This application provides a ".spl" to install, which is perfect for "single server splunk".
Since we run a clustered Splunk environment (and is normally installed this way on medium to big companies), with separate search heads, master, heavy forwarders, indexers, etc.
Can you provide detailed installation instructions and/or recommendations for this ?
- What do you install on indexers? ...
- What do you install on search heads? ...
- What do you install on heavy forwarders? ...
- If you have many heavy forwarders (for HA), may I install it on all of them? or I would get duplicate content?
Because it depends a lot on if you have index time transformations, or not, search time transformations or not, etc. and how does the application manages the pulling to the Azure.
On big environments, you usually have many heavy forwarders, that are deployed by a deployment server, so if you want this app to be HA (ie. one HF goes down), it should be installed on more than one, but I am not sure how will it work on this clustered configuration pulling from the same place.
Normally, a TA is deployed across all indexers and heavy forwarders, as well as to Search Heads... but since this TA have many python inside, etc, I am not sure what to keep in what app deployed to them, as is not clear what will it need on each case.

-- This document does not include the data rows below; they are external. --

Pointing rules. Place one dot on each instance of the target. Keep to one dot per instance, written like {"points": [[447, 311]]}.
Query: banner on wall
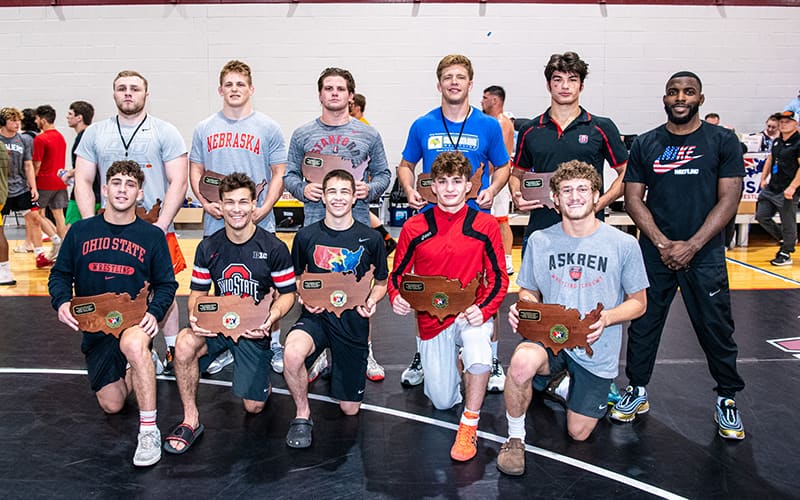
{"points": [[753, 165]]}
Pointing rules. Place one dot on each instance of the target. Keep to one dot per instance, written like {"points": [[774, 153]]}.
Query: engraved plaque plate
{"points": [[555, 326]]}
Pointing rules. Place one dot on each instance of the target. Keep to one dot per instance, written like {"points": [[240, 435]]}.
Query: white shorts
{"points": [[502, 203], [440, 359]]}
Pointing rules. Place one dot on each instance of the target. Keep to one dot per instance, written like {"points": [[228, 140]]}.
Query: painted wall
{"points": [[747, 57]]}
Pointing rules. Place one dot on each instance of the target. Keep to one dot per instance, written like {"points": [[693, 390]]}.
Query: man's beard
{"points": [[677, 120]]}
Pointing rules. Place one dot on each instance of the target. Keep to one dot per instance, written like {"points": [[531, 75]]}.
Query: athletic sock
{"points": [[470, 417], [276, 339], [147, 420], [516, 426]]}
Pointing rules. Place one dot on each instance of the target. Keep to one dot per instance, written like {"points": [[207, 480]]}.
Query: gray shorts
{"points": [[53, 199], [588, 393]]}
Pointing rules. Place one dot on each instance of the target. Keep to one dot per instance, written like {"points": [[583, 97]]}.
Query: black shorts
{"points": [[251, 364], [104, 360], [349, 352], [588, 393], [19, 203]]}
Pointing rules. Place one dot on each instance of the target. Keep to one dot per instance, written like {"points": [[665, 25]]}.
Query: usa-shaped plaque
{"points": [[436, 295], [316, 165], [424, 182], [335, 292], [231, 315], [150, 216], [556, 326], [210, 181], [110, 313], [535, 186]]}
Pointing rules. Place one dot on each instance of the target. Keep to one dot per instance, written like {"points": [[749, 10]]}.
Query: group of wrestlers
{"points": [[681, 183]]}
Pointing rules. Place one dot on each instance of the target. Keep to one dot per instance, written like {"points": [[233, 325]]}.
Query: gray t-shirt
{"points": [[20, 150], [355, 141], [155, 143], [251, 145], [580, 272]]}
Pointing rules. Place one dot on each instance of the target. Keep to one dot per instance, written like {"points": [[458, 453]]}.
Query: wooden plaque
{"points": [[316, 165], [424, 182], [110, 313], [335, 292], [536, 186], [555, 326], [210, 181], [436, 295], [231, 315]]}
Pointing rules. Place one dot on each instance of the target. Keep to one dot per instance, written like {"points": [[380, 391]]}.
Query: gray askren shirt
{"points": [[355, 141], [580, 272]]}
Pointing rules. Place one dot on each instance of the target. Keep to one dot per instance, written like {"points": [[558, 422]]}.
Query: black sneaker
{"points": [[781, 259], [169, 361]]}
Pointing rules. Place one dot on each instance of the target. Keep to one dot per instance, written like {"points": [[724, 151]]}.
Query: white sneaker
{"points": [[497, 377], [277, 359], [221, 362], [148, 451], [6, 278], [375, 371], [157, 363], [319, 366], [414, 374]]}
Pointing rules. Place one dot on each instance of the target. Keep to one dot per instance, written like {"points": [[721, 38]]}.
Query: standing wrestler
{"points": [[337, 243], [239, 139], [336, 133], [121, 246], [158, 147], [455, 241], [612, 274], [780, 181], [692, 174], [564, 132], [454, 126], [242, 259]]}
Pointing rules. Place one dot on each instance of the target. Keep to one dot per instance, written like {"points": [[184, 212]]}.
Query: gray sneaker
{"points": [[277, 359], [148, 451], [221, 362]]}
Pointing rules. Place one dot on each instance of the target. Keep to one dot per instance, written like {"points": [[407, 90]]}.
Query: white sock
{"points": [[147, 420], [516, 426], [276, 339]]}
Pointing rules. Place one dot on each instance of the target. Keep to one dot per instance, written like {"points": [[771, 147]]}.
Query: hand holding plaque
{"points": [[535, 186], [335, 292], [436, 295], [316, 165], [110, 313], [555, 326], [424, 182], [231, 315]]}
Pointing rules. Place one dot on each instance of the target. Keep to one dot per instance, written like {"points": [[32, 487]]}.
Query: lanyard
{"points": [[126, 145], [458, 140]]}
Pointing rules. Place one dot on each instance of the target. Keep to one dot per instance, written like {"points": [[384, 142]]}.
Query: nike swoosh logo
{"points": [[660, 168]]}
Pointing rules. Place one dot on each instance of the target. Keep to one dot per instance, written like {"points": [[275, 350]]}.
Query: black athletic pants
{"points": [[707, 298]]}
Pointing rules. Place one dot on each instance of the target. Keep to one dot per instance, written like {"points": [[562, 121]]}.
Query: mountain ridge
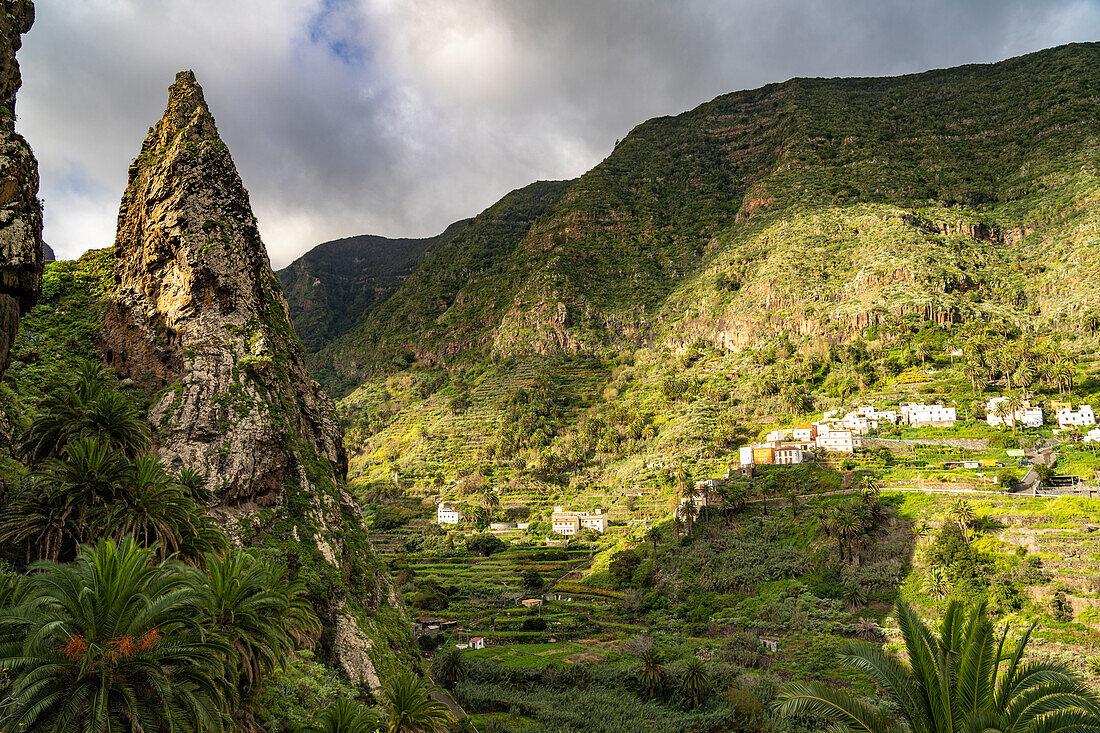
{"points": [[1005, 149]]}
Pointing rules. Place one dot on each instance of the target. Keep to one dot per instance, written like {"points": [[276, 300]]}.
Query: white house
{"points": [[865, 418], [1027, 416], [597, 521], [919, 415], [447, 513], [570, 523], [805, 433], [776, 452], [1080, 417]]}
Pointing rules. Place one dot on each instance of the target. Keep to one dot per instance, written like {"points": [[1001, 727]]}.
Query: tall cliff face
{"points": [[20, 212], [813, 207], [199, 319]]}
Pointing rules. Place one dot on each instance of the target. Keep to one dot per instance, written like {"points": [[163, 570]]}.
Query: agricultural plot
{"points": [[537, 656]]}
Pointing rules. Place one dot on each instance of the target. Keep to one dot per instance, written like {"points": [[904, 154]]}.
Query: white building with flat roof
{"points": [[1080, 417], [837, 440], [571, 523], [919, 415], [1026, 415], [448, 513]]}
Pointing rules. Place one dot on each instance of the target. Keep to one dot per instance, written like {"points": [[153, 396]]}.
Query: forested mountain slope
{"points": [[813, 207], [336, 284]]}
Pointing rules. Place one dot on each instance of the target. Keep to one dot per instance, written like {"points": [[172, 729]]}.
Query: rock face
{"points": [[200, 314], [20, 211], [199, 319]]}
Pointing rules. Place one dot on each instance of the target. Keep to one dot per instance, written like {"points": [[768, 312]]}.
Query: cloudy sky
{"points": [[397, 117]]}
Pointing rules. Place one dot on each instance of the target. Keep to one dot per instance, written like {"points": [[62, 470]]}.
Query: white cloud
{"points": [[394, 117]]}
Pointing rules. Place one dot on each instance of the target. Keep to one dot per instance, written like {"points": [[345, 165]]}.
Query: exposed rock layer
{"points": [[199, 319], [20, 211], [198, 309]]}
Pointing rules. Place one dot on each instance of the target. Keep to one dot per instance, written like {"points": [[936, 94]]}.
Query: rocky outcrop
{"points": [[199, 319], [20, 211]]}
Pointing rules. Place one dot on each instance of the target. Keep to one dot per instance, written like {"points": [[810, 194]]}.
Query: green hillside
{"points": [[334, 285], [814, 206]]}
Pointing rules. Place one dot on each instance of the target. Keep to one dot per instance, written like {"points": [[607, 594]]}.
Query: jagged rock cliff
{"points": [[20, 212], [199, 319]]}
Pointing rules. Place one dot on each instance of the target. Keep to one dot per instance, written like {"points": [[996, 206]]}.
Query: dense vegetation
{"points": [[814, 206], [336, 284]]}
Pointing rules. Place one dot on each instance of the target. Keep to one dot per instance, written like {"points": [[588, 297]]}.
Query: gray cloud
{"points": [[398, 117]]}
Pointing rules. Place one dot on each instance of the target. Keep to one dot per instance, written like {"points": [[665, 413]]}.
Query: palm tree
{"points": [[43, 521], [974, 372], [651, 674], [260, 612], [696, 679], [86, 407], [870, 487], [491, 501], [411, 709], [963, 513], [921, 350], [950, 347], [66, 500], [1001, 411], [1024, 375], [954, 682], [347, 715], [1045, 473], [689, 512], [1014, 406], [1064, 375], [113, 642], [794, 400], [792, 500], [153, 509], [194, 484]]}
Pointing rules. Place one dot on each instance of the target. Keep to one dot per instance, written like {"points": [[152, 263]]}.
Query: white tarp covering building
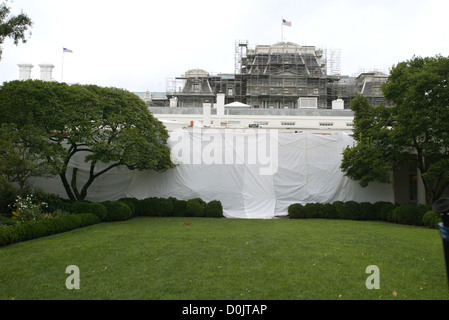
{"points": [[255, 173]]}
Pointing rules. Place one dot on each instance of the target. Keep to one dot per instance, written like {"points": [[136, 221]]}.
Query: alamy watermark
{"points": [[373, 281], [72, 281], [226, 147]]}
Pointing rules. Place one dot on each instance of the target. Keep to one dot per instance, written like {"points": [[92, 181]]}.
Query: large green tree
{"points": [[413, 132], [13, 26], [107, 127]]}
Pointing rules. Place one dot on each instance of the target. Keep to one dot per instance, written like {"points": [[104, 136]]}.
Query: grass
{"points": [[229, 259]]}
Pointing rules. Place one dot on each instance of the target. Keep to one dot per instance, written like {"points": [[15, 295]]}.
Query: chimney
{"points": [[206, 113], [25, 71], [46, 72], [220, 104]]}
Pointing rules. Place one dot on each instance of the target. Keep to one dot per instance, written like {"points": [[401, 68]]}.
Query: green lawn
{"points": [[204, 258]]}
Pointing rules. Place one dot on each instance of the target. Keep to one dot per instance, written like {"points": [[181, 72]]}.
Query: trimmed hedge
{"points": [[117, 211], [91, 207], [410, 214], [214, 209], [36, 229], [196, 208], [351, 210], [431, 219]]}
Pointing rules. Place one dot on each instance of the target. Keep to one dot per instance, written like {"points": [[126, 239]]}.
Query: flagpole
{"points": [[62, 67], [282, 29]]}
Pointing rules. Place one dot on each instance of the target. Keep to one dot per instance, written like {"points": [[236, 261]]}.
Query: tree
{"points": [[20, 156], [106, 127], [415, 131], [14, 27]]}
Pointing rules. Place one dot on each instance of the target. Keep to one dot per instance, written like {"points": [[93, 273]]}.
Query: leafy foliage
{"points": [[109, 127], [414, 132], [13, 27]]}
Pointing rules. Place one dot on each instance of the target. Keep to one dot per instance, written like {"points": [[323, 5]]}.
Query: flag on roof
{"points": [[286, 23]]}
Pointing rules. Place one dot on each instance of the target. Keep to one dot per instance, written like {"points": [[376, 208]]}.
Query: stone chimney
{"points": [[25, 71], [46, 72]]}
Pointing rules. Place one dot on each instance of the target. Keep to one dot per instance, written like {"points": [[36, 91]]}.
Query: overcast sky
{"points": [[139, 44]]}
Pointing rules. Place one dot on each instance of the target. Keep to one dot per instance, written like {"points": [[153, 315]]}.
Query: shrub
{"points": [[296, 211], [35, 229], [352, 210], [117, 211], [313, 210], [366, 211], [196, 208], [411, 214], [26, 209], [131, 202], [431, 219], [179, 208], [329, 211], [214, 209], [154, 207], [144, 207], [96, 208], [340, 210], [384, 210]]}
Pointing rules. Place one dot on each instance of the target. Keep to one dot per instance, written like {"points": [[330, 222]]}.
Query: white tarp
{"points": [[255, 173]]}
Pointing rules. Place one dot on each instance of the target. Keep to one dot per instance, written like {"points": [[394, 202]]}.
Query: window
{"points": [[413, 182], [308, 102]]}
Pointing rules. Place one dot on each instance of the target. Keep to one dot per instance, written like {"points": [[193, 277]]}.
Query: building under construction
{"points": [[280, 76]]}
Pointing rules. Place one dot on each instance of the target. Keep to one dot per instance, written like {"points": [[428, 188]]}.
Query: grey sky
{"points": [[137, 44]]}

Finally... does it correctly uses the CIM model to be compatible with Splunk Enterprise Security App ?
General instructions for installing apps in distributed systems are at https://docs.splunk.com/Documentation/AddOns/released/Overview/Distributedinstall
According to the app's page on splunkbase, it is compatible with CIM version 4.x.
Let see... if you have a API call like input like this, they work as a scripted input, and if they do not store a checkpoint value of some kind, it will end having duplicated data in the indexers because, for example, if you put the input on the indexers (assuming you have many of them, and you deploy from Master), or if you put the input on the heavy forwarders (assuming you have many of them deploying from Deployment Server and you want HA, you deploy on all them) .... you will get duplicated data.
And so... I was thinking more on like a good implementation manual for productive environments on clustered splunk installations running on big companies.
But then I saw the "Beta Test" in the .conf files ... I assume this is provided on a "best effort" policy, but any way I was asking more to Microsoft itself, to see if they have tried this on a clustered environment, and how have they managed this kind of issues.
Since they use a lot of python scripts and such, they may have already faced this problems, and have already a "how to" or "best practices" on this.
Thanks anyway for the manual reference, I have seen this before many times, I was looking more of a detailed reply from Microsoft side on how thir app is supposed to work, not from Splunk side.
Generally speaking, inputs should be enabled in one place. That place should not be an indexer. Put them on your HFs, but disable them on all but one. Part of your DR procedure will be to enable the inputs on the surviving HF.